Project Management: Striking the Right Balance Between Human Capital and Software
Friday, September 26, 2014
When managing a project, it is normally expected that all processes and activities essential to the completion of a project are completed on time and within budget. It is, more often than not, the “on time” and “on budget” parts that identify success in project management.
The Project Management Institute (PMI) defines project management as “the application of knowledge, skills and techniques to execute projects effectively and efficiently.” To ensure this success and aptly consider yourself an effective project manager, should you manage and execute every little detail of the project management plan yourself?
Project management and the pyramids
Project management was formally recognized as a profession around the 1950s, but the earliest project management achievements date back to the completion of the pyramids of Giza, 2750 BC. BBC quotes the Turin Papyrus as saying the Great Pyramid of Giza took about 23 years to build, while other estimates go up to around 30 years.
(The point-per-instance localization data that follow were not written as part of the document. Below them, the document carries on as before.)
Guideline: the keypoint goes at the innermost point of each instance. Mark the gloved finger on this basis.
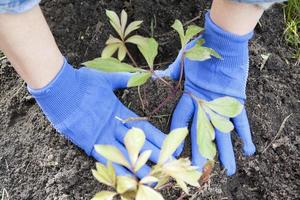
(118, 79)
(144, 171)
(197, 159)
(242, 128)
(182, 115)
(147, 145)
(225, 150)
(120, 171)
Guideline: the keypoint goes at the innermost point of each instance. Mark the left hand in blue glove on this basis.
(81, 104)
(212, 79)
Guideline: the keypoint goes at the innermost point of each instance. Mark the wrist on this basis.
(62, 95)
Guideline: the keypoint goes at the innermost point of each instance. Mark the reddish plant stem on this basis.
(167, 185)
(130, 56)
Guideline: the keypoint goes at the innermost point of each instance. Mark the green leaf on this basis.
(214, 53)
(177, 26)
(132, 27)
(114, 21)
(192, 31)
(104, 195)
(122, 52)
(141, 161)
(205, 135)
(138, 79)
(171, 143)
(123, 20)
(134, 141)
(198, 53)
(125, 184)
(147, 193)
(149, 180)
(110, 49)
(136, 39)
(113, 40)
(112, 154)
(110, 65)
(227, 106)
(149, 49)
(221, 123)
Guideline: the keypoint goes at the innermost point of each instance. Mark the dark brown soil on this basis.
(38, 163)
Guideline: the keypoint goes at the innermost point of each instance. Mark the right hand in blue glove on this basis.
(212, 79)
(82, 106)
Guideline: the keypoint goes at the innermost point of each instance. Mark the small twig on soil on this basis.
(4, 194)
(279, 131)
(141, 98)
(163, 80)
(17, 92)
(167, 185)
(6, 164)
(184, 24)
(182, 196)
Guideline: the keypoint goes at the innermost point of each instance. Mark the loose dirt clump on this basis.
(38, 163)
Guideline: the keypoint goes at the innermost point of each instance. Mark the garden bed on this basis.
(38, 163)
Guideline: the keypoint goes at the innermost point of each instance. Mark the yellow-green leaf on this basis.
(122, 52)
(111, 173)
(205, 135)
(141, 161)
(104, 175)
(162, 181)
(192, 31)
(130, 195)
(110, 49)
(125, 184)
(112, 154)
(221, 123)
(149, 180)
(198, 53)
(110, 65)
(138, 79)
(182, 185)
(104, 195)
(227, 106)
(177, 26)
(123, 20)
(147, 193)
(134, 141)
(114, 21)
(132, 26)
(171, 143)
(113, 40)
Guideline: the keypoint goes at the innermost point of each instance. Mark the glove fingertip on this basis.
(179, 150)
(249, 149)
(231, 170)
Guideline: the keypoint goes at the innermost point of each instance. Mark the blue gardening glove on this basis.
(212, 79)
(81, 104)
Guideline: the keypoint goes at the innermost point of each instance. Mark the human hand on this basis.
(212, 79)
(81, 104)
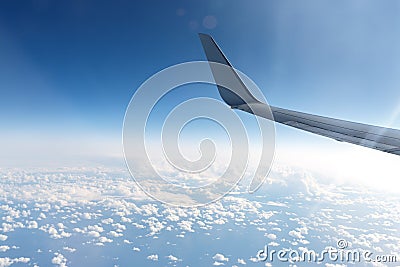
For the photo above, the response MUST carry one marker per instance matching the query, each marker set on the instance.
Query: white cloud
(4, 248)
(104, 239)
(172, 258)
(5, 262)
(153, 257)
(69, 249)
(220, 257)
(59, 260)
(241, 261)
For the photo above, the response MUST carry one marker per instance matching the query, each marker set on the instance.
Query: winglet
(214, 54)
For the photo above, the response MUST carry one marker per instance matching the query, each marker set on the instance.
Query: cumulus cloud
(59, 260)
(153, 257)
(220, 257)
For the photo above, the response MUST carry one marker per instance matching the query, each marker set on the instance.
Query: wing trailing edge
(375, 137)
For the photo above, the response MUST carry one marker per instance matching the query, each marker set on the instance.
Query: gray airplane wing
(375, 137)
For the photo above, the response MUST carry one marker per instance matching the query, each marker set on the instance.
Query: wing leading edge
(375, 137)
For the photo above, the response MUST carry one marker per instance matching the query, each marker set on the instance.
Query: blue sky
(69, 68)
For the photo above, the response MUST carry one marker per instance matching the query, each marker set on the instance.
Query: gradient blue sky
(69, 68)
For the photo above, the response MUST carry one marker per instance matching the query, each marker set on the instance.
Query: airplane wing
(375, 137)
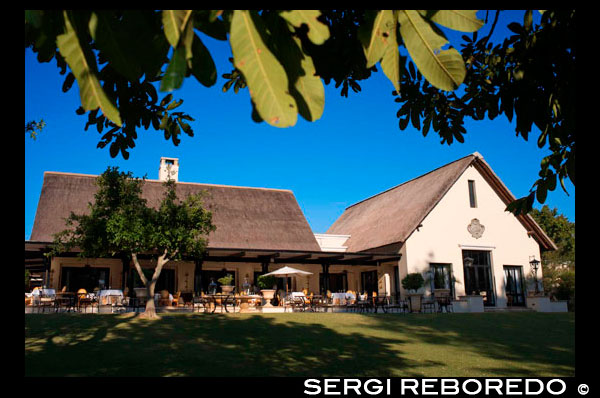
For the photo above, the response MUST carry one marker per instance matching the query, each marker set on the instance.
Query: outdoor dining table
(218, 299)
(44, 292)
(104, 295)
(65, 299)
(245, 301)
(342, 298)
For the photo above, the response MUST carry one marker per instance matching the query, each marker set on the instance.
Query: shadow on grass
(199, 345)
(530, 342)
(350, 345)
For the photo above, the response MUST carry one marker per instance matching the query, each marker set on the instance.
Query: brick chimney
(169, 169)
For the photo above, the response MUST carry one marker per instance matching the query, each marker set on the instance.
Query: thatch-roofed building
(450, 224)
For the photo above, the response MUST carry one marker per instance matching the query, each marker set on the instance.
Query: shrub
(266, 281)
(413, 281)
(226, 280)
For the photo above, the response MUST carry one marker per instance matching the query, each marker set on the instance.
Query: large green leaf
(148, 45)
(390, 63)
(203, 67)
(266, 78)
(444, 69)
(376, 35)
(175, 73)
(309, 91)
(175, 23)
(462, 20)
(111, 40)
(82, 62)
(318, 32)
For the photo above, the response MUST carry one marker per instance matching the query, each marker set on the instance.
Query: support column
(197, 276)
(46, 261)
(325, 286)
(125, 261)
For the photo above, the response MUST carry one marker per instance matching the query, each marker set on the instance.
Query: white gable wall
(444, 230)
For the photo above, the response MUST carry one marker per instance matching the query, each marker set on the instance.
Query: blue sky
(354, 151)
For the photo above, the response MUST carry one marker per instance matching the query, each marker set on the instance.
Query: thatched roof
(390, 217)
(246, 218)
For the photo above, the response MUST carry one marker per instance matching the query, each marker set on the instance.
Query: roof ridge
(178, 182)
(475, 155)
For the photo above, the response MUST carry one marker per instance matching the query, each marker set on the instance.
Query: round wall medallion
(475, 228)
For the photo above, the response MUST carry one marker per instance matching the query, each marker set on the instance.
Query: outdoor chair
(427, 305)
(176, 297)
(164, 301)
(444, 302)
(381, 302)
(203, 303)
(298, 304)
(83, 301)
(66, 302)
(400, 305)
(316, 304)
(187, 299)
(45, 302)
(229, 300)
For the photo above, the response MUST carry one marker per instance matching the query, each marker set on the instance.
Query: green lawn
(301, 344)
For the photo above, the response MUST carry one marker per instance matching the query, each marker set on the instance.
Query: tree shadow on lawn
(530, 344)
(201, 345)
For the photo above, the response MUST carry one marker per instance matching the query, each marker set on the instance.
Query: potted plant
(268, 287)
(412, 283)
(226, 286)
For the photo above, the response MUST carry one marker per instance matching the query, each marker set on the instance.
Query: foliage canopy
(120, 223)
(283, 57)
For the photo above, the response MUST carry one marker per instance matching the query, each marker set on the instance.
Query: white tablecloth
(45, 292)
(110, 292)
(343, 297)
(157, 296)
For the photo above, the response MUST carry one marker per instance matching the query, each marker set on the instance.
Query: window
(442, 277)
(478, 275)
(472, 196)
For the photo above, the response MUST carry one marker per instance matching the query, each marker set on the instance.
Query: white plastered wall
(444, 231)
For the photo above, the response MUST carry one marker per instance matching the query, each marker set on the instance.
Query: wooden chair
(176, 297)
(427, 305)
(187, 299)
(164, 301)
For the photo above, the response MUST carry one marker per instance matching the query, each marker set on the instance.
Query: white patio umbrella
(286, 272)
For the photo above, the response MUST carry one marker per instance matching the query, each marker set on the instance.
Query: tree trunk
(150, 311)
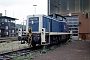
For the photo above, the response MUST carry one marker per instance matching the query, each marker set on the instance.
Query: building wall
(0, 14)
(84, 26)
(68, 6)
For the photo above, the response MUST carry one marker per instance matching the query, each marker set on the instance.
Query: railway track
(7, 39)
(11, 55)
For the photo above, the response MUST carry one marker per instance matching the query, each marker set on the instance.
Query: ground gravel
(79, 50)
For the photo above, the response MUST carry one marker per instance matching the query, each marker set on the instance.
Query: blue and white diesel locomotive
(47, 29)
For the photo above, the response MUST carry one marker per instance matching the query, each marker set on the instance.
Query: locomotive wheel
(33, 44)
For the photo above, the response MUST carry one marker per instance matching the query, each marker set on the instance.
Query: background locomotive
(45, 30)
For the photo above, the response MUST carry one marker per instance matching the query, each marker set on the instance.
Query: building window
(12, 31)
(6, 33)
(9, 31)
(5, 20)
(6, 27)
(0, 24)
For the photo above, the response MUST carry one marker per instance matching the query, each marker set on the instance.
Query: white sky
(21, 8)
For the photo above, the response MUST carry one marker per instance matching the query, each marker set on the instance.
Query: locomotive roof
(58, 15)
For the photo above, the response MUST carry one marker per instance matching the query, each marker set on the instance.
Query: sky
(21, 8)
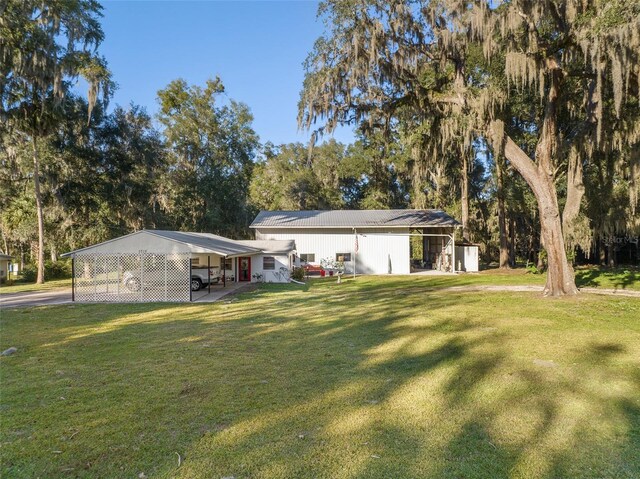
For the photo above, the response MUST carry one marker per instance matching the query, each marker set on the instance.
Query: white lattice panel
(143, 277)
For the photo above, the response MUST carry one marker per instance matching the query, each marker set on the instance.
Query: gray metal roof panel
(353, 219)
(214, 243)
(271, 246)
(203, 241)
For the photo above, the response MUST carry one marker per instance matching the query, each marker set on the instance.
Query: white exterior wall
(270, 276)
(377, 252)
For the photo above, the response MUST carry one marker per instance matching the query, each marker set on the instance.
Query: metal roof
(214, 243)
(353, 219)
(197, 242)
(271, 246)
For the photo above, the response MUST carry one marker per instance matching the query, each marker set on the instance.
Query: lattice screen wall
(142, 277)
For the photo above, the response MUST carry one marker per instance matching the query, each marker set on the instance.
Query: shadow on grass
(366, 382)
(617, 278)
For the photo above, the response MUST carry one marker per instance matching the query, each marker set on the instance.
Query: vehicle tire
(196, 284)
(133, 284)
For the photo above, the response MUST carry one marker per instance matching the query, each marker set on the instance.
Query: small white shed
(467, 258)
(5, 263)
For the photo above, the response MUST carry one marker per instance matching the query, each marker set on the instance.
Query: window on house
(268, 263)
(308, 258)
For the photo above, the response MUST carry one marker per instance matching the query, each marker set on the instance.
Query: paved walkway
(218, 292)
(44, 298)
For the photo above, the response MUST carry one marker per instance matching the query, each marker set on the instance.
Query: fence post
(141, 276)
(118, 278)
(93, 274)
(73, 278)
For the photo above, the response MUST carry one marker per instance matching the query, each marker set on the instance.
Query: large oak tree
(382, 61)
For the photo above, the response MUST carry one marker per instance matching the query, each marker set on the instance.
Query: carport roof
(271, 246)
(353, 219)
(214, 243)
(196, 242)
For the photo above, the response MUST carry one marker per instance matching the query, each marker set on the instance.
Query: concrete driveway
(44, 298)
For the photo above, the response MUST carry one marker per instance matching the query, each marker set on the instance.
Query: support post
(141, 276)
(453, 251)
(93, 275)
(73, 278)
(166, 282)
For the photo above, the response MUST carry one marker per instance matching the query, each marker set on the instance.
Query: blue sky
(257, 48)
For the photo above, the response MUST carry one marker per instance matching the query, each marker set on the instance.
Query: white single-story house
(155, 265)
(368, 241)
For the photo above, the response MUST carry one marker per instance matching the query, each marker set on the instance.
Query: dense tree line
(493, 115)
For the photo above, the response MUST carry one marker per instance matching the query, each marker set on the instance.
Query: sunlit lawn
(374, 378)
(23, 287)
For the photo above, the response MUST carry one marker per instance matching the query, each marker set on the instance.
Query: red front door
(244, 266)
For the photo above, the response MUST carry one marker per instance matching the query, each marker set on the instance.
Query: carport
(153, 265)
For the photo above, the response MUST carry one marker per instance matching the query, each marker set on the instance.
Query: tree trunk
(502, 217)
(611, 255)
(602, 254)
(575, 192)
(540, 177)
(560, 277)
(465, 198)
(512, 242)
(36, 183)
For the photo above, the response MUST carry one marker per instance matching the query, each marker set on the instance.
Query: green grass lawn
(21, 287)
(375, 378)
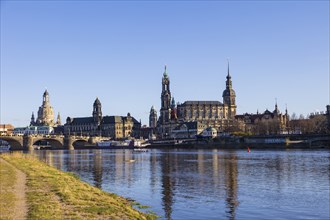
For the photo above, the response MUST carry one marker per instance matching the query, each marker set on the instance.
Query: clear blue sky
(116, 51)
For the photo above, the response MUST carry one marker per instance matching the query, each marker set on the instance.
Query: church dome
(228, 92)
(97, 102)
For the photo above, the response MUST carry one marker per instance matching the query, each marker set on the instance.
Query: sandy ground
(20, 210)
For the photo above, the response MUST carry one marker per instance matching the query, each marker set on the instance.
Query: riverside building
(192, 117)
(116, 127)
(45, 114)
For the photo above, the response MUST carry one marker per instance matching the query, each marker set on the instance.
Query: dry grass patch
(53, 194)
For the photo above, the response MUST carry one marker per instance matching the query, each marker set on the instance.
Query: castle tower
(45, 112)
(58, 121)
(97, 111)
(276, 111)
(165, 99)
(32, 122)
(229, 96)
(173, 110)
(152, 118)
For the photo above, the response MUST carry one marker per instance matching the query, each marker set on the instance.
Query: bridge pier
(68, 143)
(28, 143)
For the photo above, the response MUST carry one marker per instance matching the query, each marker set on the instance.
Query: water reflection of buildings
(97, 169)
(231, 186)
(168, 161)
(183, 174)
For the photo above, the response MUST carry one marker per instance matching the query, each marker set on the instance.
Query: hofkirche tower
(229, 96)
(205, 113)
(165, 110)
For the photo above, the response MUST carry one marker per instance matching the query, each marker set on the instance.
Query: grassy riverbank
(7, 195)
(53, 194)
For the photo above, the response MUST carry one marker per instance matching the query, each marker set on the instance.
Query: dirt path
(20, 209)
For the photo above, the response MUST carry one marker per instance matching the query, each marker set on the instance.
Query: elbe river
(209, 183)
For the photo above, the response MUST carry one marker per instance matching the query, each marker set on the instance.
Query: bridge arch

Today, huge structures can be completed much more quickly, like the longest suspension bridge in the world, the Akashi-Kaikyo Bridge in Kobe, Japan. Construction commenced in 1986, and the bridge was opened to the public in 1998, a total completion time of only 12 years for a bridge with total cable length that can circle the world around 7.5 times.
From planning to construction, faster project completions have much to do with better technology today. Technological development has armed project managers with better tools at their disposal. Part of the findings of a study by PricewaterhouseCoopers reveals that 56% of survey respondents who used commercially available software reported higher levels of performance and satisfaction within their organization’s project management practices.
This does not mean, however, that tools and software do all the work. They make project and portfolio management more efficient, but effective project management still relies mainly on the human who plans, delegates, directs, and manages the whole. The best strategy would be to utilize tools for structured, repetitive tasks that can be modeled into templates, so that the project manager is afforded more time for unstructured, creative processes.Striking the right balance
Here is an example of an effective “division of labor” between humans and software.
The human side of the equation Managers focus on the more “human” aspects of project management such as:
- Planning from the ground up. Before assigning processes to a tool, the project manager has to understand the scope, timeline and goals of the project, and then plan accordingly.
- Resource allocation. The next goal should be to define the scope, timeline and goals to the rest of the team, so the manager can move on to create a work breakdown schedule (WBS) with budget allocation.
- Directing. Someone should be actively steering the direction of the project: What are the priorities at the moment? What concessions to make for what issues? What to let go? What to absolutely go for? Even machines only carry out what is programmed for them to do, and teams are organized by a leader.
- Leading, motivating, collaboration and team management. The work does not get done by automatons alone; it is also done by humans. Therefore, the manager has to invest in the right people skills to motivate his team to do the job and to work together to do it better. According to Project Smart, the power to motivate, collaborate and inspire the same of others in the team is the difference between effective managers and mediocre ones.
- Risk management. Every project will encounter bottlenecks along the way, and part of successful project management is the ability to foresee risks, so that backup plans to mitigate such risks can be put in place.
- Change management. In an interview with Fast Company’s Kevin Purdy, Frank Ryle, the then 20-year old project management veteran, said that to be a good project manager: “You should be comfortable with ambiguity. You have to be willing to reshape the rule, the process, whenever things change.” Project stakeholders may offer new ideas, they may change their goals, or you may encounter issues that make you realize your initial budget or schedule isn’t feasible. There are many reasons project plans will need to be tweaked. To be effective, you need to accept that change is part of the whole process and that you have to roll with these changes.
The software piece of the overall pie
According to an infographic by the Access Group, the top qualities managers look for in a project management software are reliability, ease of use, and ease of integration.
Your chosen software must effectively perform routine and template-able tasks, so you don’t need to send reminders over and over again, forward the same set of emails, or check up on the team’s progress all the time, among other things. Such tasks include:
- Schedules and reminders
- Prioritization and WBS visibility
- Budget information
- Issue tracking and accountability
- Ticketing and approval
- Communication channels
In conclusion, striking the right project management balance means that managers create the plan, and software simplifies the processes and provides convenient mediums for connection. Managers monitor the actual effects of the execution while focusing on communication, collaboration and team member motivation. Along the way, managers may encounter situations where process tweaking may be necessary, and the software must be flexible enough to accommodate these changes. In doing so, valuable time isn’t wasted dwelling on details that are formulaic and repeatable.
As Max Tsypliaev, Comindware’s founder and CEO, said in a GetApp interview, “Human capital is becoming the most valuable business asset. Therefore, the products that are geared toward improving the effectiveness and efficiency of people become more valuable day by day.”